Because ACTING for Palestinian justice is going to unleash the same campaign, the same allegations, and the same villification.
The only way to avoid it is to not only not say it explicitly, but also not to take ACTION which will most definitely be portrayed as anti-Zionist.
ie. Pack up and go home.
Now I recall reading recently something along the lines that Zara Sultana had publicly stated that this was going to be met head on this time around. Hinting that there would be no explicit OR implicit (ie. hiding and running away from the issue in the way that Damo argues) apologies.
It’s going to happen. Refusing to answer the question rather than face it head on is not going to stop it. The charge needs to be faced head on, as Zara Sultana alluded to, by throwing it back. Using the charge as a counter-accusation that any ACTION in support of justice for Palestinians, their right to self-defence etc, is being defined by the Zionists as anti-Semitic for the purpose of weaponising the term as a means to commit Genocide and advance an ideology (Zionism) which is now based on racist supremacy.
Is anyone accusing Corbyn of NOT taking action? I’m not here to argue his corner but it seems to me that, as I found with my Covid critics, many of his accusers have a far thinner record of action on Palestine.
Not sure where that question was raised?
The question is surely that of any opposition to Israel as an Apartheid Supremacist State must by definition be anti-Zionist, simply because Israel as an Apartheid Supremacist State is a Zionist project.
The argument is that this is not, as Damo implies, a matter of semantics which by not answering that question or not declaring that principle will avoid the “trap” because acting against the Zionist project is to be anti-Zionist and the allegation will be made on that basis anyway.
As Tony Greenstein notes here……..
https://tonygreenstein.substack.com/p/has-jeremy-corbyn-learnt-anything
“A Jewish state, like any ethno-religious state is a racist state…….Israel cannot be reformed. It must be replaced by a unitary democratic secular state.
That is what anti-Zionism means……
……Your Party will face many difficulties in the years ahead. If it is to succeed, it must have a united leadership agreed upon common principles. One of those must be its attitude to Apartheid Israel. It has to be an anti-Zionist party. Yes we will be accused of ‘anti-Semitism’ but it will be easier to rebut if we are clear about our principles.”
And that is surely the point.
At this stage the point is to build a broad based movement on this issue, of people actually doing things to advance the demise of the racist ethno-state. That, and a pivot to targeting businesses in the West profiting from apartheid, is what ended it in South Africa.
ACTION may be small, like individual BDS and going on demos, or bigger like disrupting the genocide the way Palestine Action do. In between are the mass defiance of August 9, and the one scheduled for September 9. I’m more interested in what people DO to oppose the murderous regime state than the form of words they use.
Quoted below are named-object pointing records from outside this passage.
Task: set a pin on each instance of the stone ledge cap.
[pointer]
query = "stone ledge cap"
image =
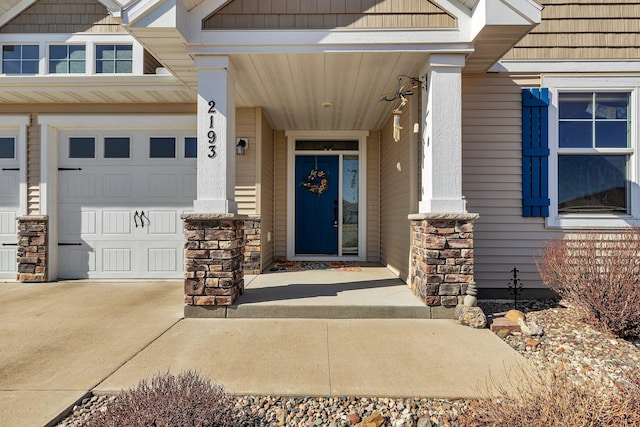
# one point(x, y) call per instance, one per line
point(212, 216)
point(443, 215)
point(33, 218)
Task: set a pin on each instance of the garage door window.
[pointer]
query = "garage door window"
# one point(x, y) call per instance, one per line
point(7, 148)
point(82, 148)
point(190, 148)
point(116, 148)
point(162, 148)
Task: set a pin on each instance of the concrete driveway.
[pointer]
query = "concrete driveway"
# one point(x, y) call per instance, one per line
point(59, 340)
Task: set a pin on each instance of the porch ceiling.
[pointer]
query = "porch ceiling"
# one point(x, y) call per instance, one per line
point(292, 87)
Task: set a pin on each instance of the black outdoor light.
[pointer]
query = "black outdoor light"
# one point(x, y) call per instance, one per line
point(241, 146)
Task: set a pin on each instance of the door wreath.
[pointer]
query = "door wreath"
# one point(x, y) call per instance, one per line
point(316, 182)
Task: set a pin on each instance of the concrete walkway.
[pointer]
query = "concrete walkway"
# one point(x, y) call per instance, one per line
point(60, 341)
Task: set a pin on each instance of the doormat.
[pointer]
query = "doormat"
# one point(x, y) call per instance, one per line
point(315, 265)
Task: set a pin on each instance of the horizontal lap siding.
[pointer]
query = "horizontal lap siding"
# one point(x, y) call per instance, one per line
point(583, 29)
point(266, 189)
point(395, 200)
point(64, 16)
point(492, 182)
point(246, 165)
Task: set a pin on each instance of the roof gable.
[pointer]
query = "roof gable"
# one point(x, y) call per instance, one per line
point(63, 16)
point(325, 14)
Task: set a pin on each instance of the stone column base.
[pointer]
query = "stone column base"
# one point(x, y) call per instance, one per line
point(32, 248)
point(214, 258)
point(441, 257)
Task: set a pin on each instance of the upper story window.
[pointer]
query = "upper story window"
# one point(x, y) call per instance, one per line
point(67, 59)
point(594, 167)
point(116, 59)
point(20, 59)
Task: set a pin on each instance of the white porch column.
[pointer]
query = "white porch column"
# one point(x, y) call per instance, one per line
point(442, 136)
point(216, 136)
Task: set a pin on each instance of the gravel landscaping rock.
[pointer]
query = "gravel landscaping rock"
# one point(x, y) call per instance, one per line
point(568, 345)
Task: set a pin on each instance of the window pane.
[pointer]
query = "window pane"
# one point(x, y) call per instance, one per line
point(105, 52)
point(575, 134)
point(58, 67)
point(57, 52)
point(592, 184)
point(350, 186)
point(123, 67)
point(30, 52)
point(116, 148)
point(77, 52)
point(82, 148)
point(575, 105)
point(7, 148)
point(76, 67)
point(612, 134)
point(162, 148)
point(124, 52)
point(11, 67)
point(190, 147)
point(11, 52)
point(612, 105)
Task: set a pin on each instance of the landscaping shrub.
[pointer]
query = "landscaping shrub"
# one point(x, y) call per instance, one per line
point(553, 400)
point(600, 275)
point(185, 400)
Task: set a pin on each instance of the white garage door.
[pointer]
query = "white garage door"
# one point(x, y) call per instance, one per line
point(9, 204)
point(120, 200)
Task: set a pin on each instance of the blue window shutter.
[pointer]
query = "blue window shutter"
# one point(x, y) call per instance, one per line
point(535, 153)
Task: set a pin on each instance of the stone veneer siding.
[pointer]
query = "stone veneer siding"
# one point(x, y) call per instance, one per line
point(252, 248)
point(32, 248)
point(441, 257)
point(214, 258)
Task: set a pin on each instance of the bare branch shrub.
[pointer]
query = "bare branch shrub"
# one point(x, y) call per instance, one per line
point(553, 400)
point(185, 400)
point(600, 275)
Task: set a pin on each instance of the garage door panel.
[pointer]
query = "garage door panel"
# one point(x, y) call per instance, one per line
point(116, 186)
point(162, 259)
point(76, 187)
point(162, 186)
point(162, 222)
point(116, 221)
point(117, 260)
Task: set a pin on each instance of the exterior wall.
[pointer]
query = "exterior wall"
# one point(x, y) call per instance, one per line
point(492, 182)
point(257, 14)
point(267, 193)
point(583, 29)
point(34, 133)
point(395, 198)
point(373, 197)
point(245, 194)
point(280, 197)
point(64, 16)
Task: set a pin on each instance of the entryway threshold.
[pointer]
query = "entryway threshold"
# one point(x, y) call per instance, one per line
point(373, 292)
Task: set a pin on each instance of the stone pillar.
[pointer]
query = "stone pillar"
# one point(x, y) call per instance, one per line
point(441, 257)
point(214, 252)
point(252, 248)
point(32, 248)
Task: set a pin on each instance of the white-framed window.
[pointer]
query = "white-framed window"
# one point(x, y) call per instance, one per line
point(20, 58)
point(67, 59)
point(593, 142)
point(114, 59)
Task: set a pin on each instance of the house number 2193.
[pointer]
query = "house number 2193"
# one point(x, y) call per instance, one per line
point(211, 135)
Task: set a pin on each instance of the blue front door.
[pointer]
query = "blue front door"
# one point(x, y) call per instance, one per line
point(316, 205)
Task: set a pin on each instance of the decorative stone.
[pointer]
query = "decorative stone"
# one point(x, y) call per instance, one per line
point(515, 315)
point(471, 316)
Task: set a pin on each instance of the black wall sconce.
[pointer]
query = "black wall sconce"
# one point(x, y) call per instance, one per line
point(241, 146)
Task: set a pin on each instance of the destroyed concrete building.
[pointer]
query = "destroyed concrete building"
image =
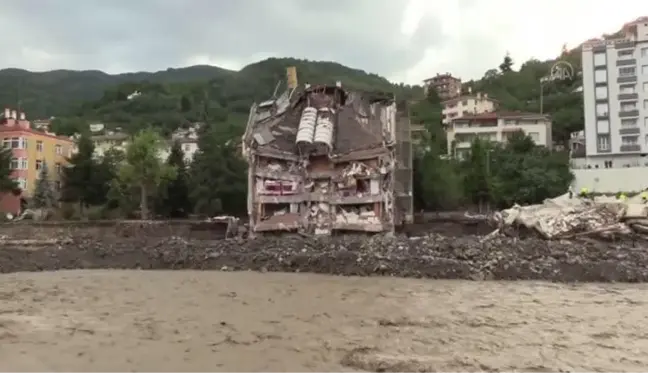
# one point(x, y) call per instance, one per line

This may change. A time may come when it matters whether a Corbyn declares himself anti-Zionist. Right now I see him – and again I stress my political distance from the man – doing more than many of his critics. Ergo he is anti-Zionist whether he says so or not.
Jackie Walker, on the Crispin Flintoff podcast, provides as cogent an argument on the matter as any I’ve seen so far:
https://www.youtube.com/watch?v=n8hf4tyiUTI&ab_channel=TheCrispinFlintoffShow
Particularly the point she makes that actual Palestinians don’t have a problem with the term, nor do they see the issue as something problematic in this way.
Indeed, it seems more than reasonable to defer to them, the majority of activists doing all the donkey work on the front line, and their belagured allies in the wider diaspora of anti-Zionist members of the Jewish community (who seem to be being outlawed in much the same way as those who defend the position of the immutability of biological sex) and their experience rather than going along with an Overton Window approach.